Emery County Commissioner Drew Sitterud seems happy to pick up a check for Emery County for nearly $2 million from Kevin Carter, SITLA director. |
During Sen. Bennett’s Rural Business Conference conducted at the Carbon County Event’s Center several Utah counties received a past due payment from the land exchange distribution account.
The
funds were distributed by Kevin Carter of the School and Institutional Trust Lands Administration for mineral revenues coming from SITLA. The payments were delivered by hand to: •Carbon County – $2,096,614; Emery County – $1,980,520; Kane County – $690,934; Garfield County – $463,724; Sevier County – $411,255; San Juan County -$218,535; Cache County – $91,122; Wayne County – $88,594; Millard County – $68,337; Juab County – 43,480; and Grand County 31,885.
Receiving on behalf of Carbon County was commissioner Bill Krompel, who clarified the point that this payment would not effect the county’s payment in lieu of taxes or PILT. Emery County Commissioner Drew Sitterud was on hand to pick up Emery County’s check.
“From now on you will receive your money through the mail or electronically,” said Carter. “We won’t be tracking you down to deliver the checks by hand but we felt it was important to deliver this years payment by hand here at the conference.”
The distribution account was created by the Utah legislature in 2007 to redistribute that part of the mineral lease account that come from state lands acquired from the federal government through federally-legislated land exchanges.
The figures mentioned above represent one half year’s earnings for each county.
According to SITLA, when Utah traded out of the Grand Staircase/Escalante National Monument it acquired federal lands with oil, gas and coal resources.
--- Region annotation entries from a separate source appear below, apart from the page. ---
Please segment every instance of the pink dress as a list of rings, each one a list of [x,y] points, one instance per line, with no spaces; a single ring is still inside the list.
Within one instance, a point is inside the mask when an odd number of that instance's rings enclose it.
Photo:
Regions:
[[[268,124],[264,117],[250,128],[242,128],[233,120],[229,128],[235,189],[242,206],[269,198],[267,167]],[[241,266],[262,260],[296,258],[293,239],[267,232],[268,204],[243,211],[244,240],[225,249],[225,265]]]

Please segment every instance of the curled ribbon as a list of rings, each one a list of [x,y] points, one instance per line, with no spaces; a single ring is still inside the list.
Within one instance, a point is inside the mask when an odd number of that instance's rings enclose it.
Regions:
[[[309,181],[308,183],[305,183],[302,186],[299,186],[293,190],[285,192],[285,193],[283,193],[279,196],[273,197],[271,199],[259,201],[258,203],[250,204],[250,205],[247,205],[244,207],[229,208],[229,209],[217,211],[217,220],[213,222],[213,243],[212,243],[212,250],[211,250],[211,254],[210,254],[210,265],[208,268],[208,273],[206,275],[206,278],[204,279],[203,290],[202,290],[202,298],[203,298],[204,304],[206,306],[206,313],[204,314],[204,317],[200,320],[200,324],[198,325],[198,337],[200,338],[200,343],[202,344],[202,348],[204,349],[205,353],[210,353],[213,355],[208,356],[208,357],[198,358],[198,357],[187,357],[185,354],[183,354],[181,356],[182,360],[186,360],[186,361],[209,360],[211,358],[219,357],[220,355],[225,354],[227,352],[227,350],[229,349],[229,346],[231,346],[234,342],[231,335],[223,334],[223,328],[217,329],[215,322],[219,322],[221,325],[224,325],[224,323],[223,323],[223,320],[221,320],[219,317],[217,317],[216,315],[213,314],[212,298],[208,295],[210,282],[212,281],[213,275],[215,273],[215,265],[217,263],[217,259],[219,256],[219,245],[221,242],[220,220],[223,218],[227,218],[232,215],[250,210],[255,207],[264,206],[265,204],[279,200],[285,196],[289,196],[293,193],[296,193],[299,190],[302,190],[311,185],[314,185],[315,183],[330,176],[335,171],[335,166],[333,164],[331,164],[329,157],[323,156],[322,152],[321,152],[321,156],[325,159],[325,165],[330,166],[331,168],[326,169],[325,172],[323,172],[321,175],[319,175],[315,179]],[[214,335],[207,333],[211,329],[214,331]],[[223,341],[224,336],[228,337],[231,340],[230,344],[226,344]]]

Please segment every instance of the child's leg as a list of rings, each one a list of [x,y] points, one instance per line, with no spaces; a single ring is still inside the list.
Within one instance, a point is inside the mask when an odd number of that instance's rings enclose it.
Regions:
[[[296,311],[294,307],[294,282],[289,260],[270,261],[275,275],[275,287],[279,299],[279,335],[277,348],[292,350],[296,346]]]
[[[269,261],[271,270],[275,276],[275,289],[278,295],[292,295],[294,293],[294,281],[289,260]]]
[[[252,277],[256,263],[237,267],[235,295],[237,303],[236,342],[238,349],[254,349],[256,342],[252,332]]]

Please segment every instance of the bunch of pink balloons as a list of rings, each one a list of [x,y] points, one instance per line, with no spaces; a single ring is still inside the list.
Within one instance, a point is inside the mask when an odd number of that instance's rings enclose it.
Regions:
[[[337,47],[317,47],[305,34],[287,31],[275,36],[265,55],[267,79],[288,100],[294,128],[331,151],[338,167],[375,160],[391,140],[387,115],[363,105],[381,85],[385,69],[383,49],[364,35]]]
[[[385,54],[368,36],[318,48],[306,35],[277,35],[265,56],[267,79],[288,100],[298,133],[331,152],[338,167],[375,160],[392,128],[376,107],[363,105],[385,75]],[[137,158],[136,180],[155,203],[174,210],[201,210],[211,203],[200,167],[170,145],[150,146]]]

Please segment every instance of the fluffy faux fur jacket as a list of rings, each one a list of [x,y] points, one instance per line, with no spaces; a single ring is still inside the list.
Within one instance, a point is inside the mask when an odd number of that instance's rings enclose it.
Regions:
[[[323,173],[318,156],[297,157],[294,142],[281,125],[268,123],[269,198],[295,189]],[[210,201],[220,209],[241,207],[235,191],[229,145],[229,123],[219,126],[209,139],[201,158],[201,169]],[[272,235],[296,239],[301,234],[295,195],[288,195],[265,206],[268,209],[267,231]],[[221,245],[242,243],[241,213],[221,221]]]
At the time of the exchange, federal law provided that 40 percent of mineral revenue from exchange lands would be shared with Utah.
To continue this flow of funds, SITLA agreed to direct half of mineral revenues from exchange lands to the state mineral lease account.
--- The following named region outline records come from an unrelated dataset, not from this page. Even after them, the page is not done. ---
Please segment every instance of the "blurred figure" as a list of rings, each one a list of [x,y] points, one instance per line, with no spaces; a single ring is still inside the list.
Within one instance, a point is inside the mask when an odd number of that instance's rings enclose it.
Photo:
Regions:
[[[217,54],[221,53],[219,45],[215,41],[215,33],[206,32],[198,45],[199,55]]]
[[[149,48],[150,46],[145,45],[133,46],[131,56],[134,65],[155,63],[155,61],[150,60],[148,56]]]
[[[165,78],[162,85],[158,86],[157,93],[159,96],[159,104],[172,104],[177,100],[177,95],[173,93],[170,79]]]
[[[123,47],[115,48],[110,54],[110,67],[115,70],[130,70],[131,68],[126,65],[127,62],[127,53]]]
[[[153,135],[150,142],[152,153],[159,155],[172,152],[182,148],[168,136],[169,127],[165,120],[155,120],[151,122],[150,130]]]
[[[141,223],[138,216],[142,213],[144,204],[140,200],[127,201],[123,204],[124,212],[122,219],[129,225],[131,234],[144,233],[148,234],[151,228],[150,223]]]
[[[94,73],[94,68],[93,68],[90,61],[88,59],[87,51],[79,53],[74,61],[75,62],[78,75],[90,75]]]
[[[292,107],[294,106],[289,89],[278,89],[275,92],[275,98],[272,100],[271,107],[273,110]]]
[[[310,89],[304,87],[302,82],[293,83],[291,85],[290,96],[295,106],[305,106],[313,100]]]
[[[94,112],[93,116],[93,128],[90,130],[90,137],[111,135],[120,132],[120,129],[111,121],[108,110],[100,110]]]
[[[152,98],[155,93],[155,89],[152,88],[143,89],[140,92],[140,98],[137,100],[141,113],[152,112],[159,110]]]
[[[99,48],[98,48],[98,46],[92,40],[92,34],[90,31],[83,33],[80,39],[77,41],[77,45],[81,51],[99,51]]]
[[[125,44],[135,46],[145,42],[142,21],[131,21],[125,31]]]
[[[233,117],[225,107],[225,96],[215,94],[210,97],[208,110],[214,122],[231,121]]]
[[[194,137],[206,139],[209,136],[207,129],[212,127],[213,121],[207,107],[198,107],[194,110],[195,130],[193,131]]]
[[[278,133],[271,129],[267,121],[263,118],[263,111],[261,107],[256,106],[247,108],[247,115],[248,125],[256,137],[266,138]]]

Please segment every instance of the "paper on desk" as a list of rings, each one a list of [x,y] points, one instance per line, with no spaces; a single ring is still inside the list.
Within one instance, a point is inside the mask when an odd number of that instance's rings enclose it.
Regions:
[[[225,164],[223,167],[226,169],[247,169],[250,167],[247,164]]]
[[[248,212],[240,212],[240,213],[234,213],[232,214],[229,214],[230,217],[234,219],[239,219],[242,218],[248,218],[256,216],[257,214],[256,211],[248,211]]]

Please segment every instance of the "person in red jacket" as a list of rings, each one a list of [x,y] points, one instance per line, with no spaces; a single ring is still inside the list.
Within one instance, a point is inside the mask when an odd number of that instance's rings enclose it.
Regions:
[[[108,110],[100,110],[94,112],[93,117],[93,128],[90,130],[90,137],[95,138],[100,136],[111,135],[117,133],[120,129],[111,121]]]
According to Carter, the intent of the exchange agreement was for mineral revenue from exchange lands to flow through the mineral lease account to counties where the mineral were produced. The legislature, however, reallocated portions of these revenues in 1999 to other funds including the Permanent Community Impact Board.
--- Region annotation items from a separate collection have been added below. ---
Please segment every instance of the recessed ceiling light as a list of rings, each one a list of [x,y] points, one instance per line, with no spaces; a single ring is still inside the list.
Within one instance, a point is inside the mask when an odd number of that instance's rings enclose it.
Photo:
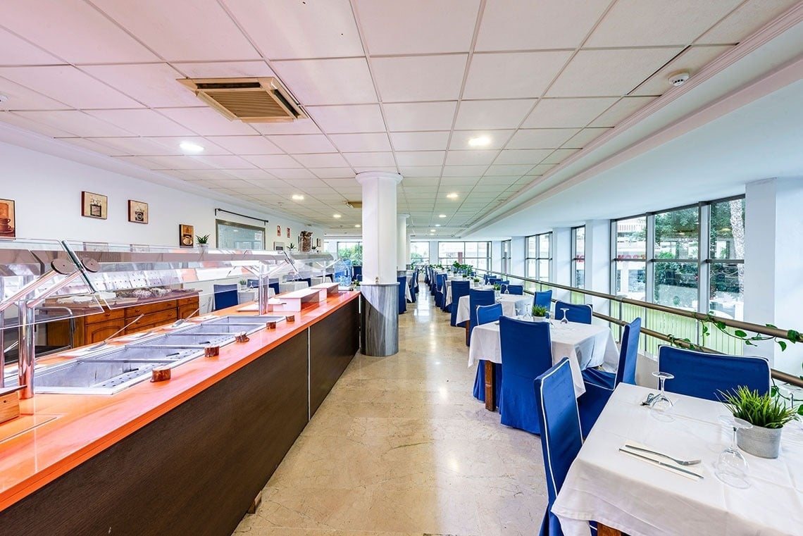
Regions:
[[[191,141],[182,141],[178,144],[178,146],[185,152],[202,152],[203,147],[198,145],[198,144],[194,144]]]

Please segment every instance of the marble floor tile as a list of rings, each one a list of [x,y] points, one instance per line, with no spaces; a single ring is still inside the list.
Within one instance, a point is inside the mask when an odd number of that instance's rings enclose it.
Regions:
[[[399,353],[354,357],[234,534],[537,532],[540,439],[474,399],[465,331],[422,290],[399,317]]]

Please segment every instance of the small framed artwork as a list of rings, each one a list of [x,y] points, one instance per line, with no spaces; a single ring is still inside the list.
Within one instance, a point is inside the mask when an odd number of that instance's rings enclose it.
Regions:
[[[81,216],[105,220],[108,210],[108,198],[100,193],[81,192]]]
[[[17,236],[16,216],[13,199],[0,199],[0,237],[13,238]]]
[[[148,203],[128,200],[128,221],[148,223]]]
[[[181,247],[192,247],[195,243],[195,228],[183,223],[178,225],[178,245]]]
Governor Huntsman’s natural resources extraction impact working group recognized that it is legal to send these funds directly to county government, which is not permissible with mineral lease revenues coming from federal lands and recommended the creation of the account to distribute the revenue.
The account distributions allow local governments to decide how best to mitigate adverse impacts attributable to mineral development on exchange lands, without the need for routing the funds through the mineral lease account or other entities.
Furthermore the distribution account representatives sends money back to the counties of extraction to mitigate impacts and sends money to counties which give up trustlands in land exchanges and thereby may lose the opportunity for economic development from said lands.
In Utah, 27 counties receive direct distributions of funds for these purposes.
The 2007 legislature failed through a clerical error to appropriate funds for full distributions of all funds collected by LEDA. The 2008 legislature authorized a supplemental appropriations for all amounts collected in the fiscal year 2008 and fully authorized distributions for fiscal year 2009, according to SITLA.
“The current checks represent slightly more than two quarters of productions. Future distributions will be made quarterly,” said Carter.